However, Canguilhem goes on to argue that deviations from the norm should be recognized as pathological only insofar as they diminish the vitality of the organism; health is no longer defined as the absence of sickness or pathological symptoms. It does not consist in the "silence" of the body. Rather, normativity, that is, the "possibility of transcending the norm, which defines the momentary normal, the possibility of tolerating infractions of the habitual norm and instituting new norms in new situations," becomes the essence of health (197).
For scholars like Sharon Snyder and David Mitchell, Canguilhem's value lies in his critique of the norm as a tool of medical and social judgment. In the following passage, dysfunction is revealed as a term that imbeds an evaluative judgment of a given deviation from the norm as pathological:
Canguilhem argued that anomaly offered medicine a more appropriate gauge than dysfunction because it surrendered the violence of evaluation that infused any notion of deviance … Rather than interpret bodily and cognitive differences in terms of their degree of deviation from a standardized norm, anomaly recognized difference as the neutral expression of a biologically diverse species adapting to the pressures of environmental and internal forces. (Snyder and Mitchell 373)
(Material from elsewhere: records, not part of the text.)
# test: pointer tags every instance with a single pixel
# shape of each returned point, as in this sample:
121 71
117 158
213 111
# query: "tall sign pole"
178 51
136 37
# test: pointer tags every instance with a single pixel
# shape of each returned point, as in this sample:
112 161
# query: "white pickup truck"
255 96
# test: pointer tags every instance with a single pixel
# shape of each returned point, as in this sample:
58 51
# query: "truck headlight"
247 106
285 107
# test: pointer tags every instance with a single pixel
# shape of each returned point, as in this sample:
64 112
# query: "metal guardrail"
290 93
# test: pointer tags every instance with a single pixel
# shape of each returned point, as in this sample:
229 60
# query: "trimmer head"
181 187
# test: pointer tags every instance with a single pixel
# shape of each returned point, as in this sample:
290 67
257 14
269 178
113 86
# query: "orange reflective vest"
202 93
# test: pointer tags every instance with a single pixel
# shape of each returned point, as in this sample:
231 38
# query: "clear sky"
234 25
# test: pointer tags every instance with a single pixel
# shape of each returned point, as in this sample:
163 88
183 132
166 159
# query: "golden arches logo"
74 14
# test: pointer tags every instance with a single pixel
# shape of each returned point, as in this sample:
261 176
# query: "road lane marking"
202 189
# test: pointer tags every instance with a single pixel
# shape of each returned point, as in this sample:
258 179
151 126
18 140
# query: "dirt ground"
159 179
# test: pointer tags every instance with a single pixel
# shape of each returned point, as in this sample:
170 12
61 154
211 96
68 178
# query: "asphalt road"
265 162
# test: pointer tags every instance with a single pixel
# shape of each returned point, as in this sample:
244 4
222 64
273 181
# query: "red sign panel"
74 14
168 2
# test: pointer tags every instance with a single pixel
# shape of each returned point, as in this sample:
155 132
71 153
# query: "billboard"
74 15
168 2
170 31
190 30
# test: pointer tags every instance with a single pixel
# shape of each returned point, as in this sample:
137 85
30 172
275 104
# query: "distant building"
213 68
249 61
The essential point here is that if health is the experience of normativity (the ability to establish new norms), then standardized norms (social or biological) have no necessary basis for preference or idealization from a scientific standpoint. Health cannot be measured by a fixed standard or set of norms.
Canguilhem's work provides an additional ground for recognizing the social construction of disability. Not only are judgments of health ethically suspect when based on prescribed standards, but also pathology is instead descriptive of a "reduction of the individual's possibilities for interactions with its environment, which is felt as the experience of suffering and limit" (Margee 304). Depending on the available accommodations or context, a given impairment or biological or social anomaly need not necessarily be experienced as pathological and may even prove adaptive. Of course, this would support the argument that disability results from a lack of adequate social support.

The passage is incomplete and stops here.